In extreme situations, people break out from their comfort zones to proffer solutions to their problems. Folding their arms to expect the proverbial manner from heaven does not pay most times.
This is the situation in the South-East where most communities have resorted to self-help security initiatives to secure their forests, especially during the farming season, to make sure that these spaces are secured to allow farmers to carry out farming activities. These spaces initially have been ungoverned and taking over by criminal elements.
This self-help security initiative is both laudable and commendable. It has gone a long way in checking the unwholesome activities of some criminal elements who have converted some forests in the South-East to ungoverned spaces.
Due to inadequate manpower of the conventional police which rendered the ability of the force to man every space in the country ineffective, communities in the South-East have resorted to this self-help initiative by engaging their able-bodied youths in policing functions to flush out criminal elements from their forests, at least to temporarily make those spaces safe, if not for any other period, the farming season.
But inasmuch as this initiative is commendable, much is also left unattended in the security arrangements in the country. Nothing will be more adequate than the government paying genuine attention to police reform to ensure an effective police force that will respond adequately to the policing needs of the citizenry.

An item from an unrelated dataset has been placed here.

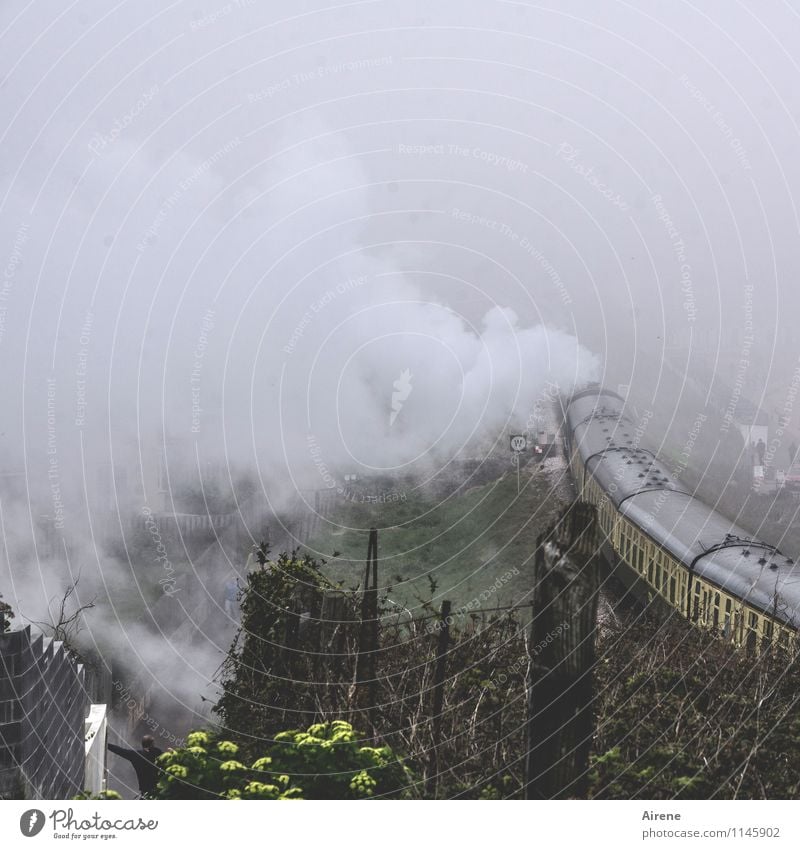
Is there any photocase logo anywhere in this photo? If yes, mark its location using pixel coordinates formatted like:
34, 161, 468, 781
19, 808, 45, 837
389, 369, 414, 427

A situation whereby the citizens resort to self-help policing arrangements is an aberration and should not be encouraged.
Even the self-help initiatives are characterised by wide gaps because, most times, the persons recruited to serve this purpose turn out to be criminal elements themselves if their activities were not properly checked.
Their recruited process is highly faulted and lacks integrity. Policing at all levels, both at the ancillary level and conventional levels is all about the integrity of the personnel. If this component is missing, a critical link is missing, and it constitutes a serious vacuum.
Sometimes they become willing tools in the hands of the traditional rulers who divert their functions to witch-hunting real and perceived enemies.
All the same, the efforts are laudable and commendable, at least to temporarily fill the yawning gap, but a lot more needs to be done to harness the entire process.